I never knew the day they left us to die.

There must not have been one moment, one single, gasping instant when the final Watchtower fell, but it made the news. The death I mean. Bleached and barren, the shivering images of the vast underwater fields of bone made CNN, BBC, CBC, all the click-and-know feeds: Coral Reefs Dead and Gone Forever

I think it was the first day that the rest of the world knew that we were in deep trouble. It was already far, far too late.

I remember the day my Watchtower died. It was forty years after I noticed that the dreams had left us, for although the entire universe was lost, it takes time for it to die completely. I had withered since, bearing gray shoots and wrinkles, quick darts that etched across my skin; my spine had began to crack and sag in strange and aching ways long ago. I went to visit the Tower, the last that I could find in the land: it was a crumbling castle resting above the banks of the River Aber, cosseted by the eternal winds that inflates the lungs of Wales. The tower walls, slick with slate, a gossamer skin that lay beneath the coating of grit and sand, shimmered in the morning sun, should it ever be graced by such a rare, golden touch. I had brought an offering of a box of wine and assorted cheeses. As always, even near death, the castle had no use of such trifles, so I tucked in, huddled beneath a thick woollen blanket that I wrapped beneath my knees and clutched about my shoulders.

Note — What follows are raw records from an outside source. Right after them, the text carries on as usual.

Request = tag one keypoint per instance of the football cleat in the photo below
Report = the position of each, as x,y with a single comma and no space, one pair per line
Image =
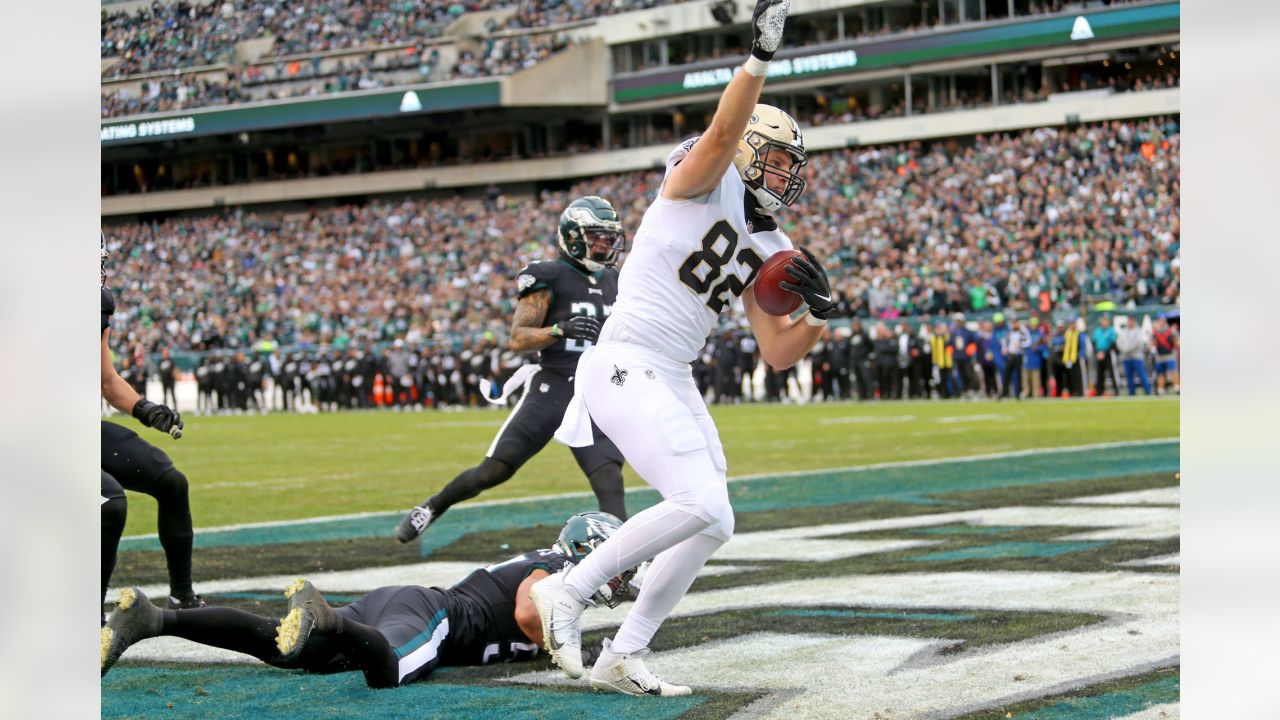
412,525
562,633
187,602
307,613
627,674
133,619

It was then that I felt the solid wall behind me sigh. It was so much like a breath, the gentle shudder that passed against my back, that I started for a moment. Extending a hand damp from rain and grasping a sliver of limp Edam, my fingers touched the familiar platy rock… and felt the grains shift and slough beneath my skin.

I had enough sense to run.

Standing at a distance, I watched the darken slabs of the jagged and contemplative ruins slide into the earth. My eyes stung from the dust and the resounding echo tugged trembling tears from my eyes. I blinked, eventually, setting the drops free, to slide down my cheeks, edging a salty path to my lips

The box of wine was still clutched under my my arm, the pounding of my heart drumming against its laminated skin, but my glass was lost. I still drank, but it got messy. I’m not so great with spouts and taps. It couldn’t have looked pretty. I wasn’t proud, but I sure as hell wasn’t sober.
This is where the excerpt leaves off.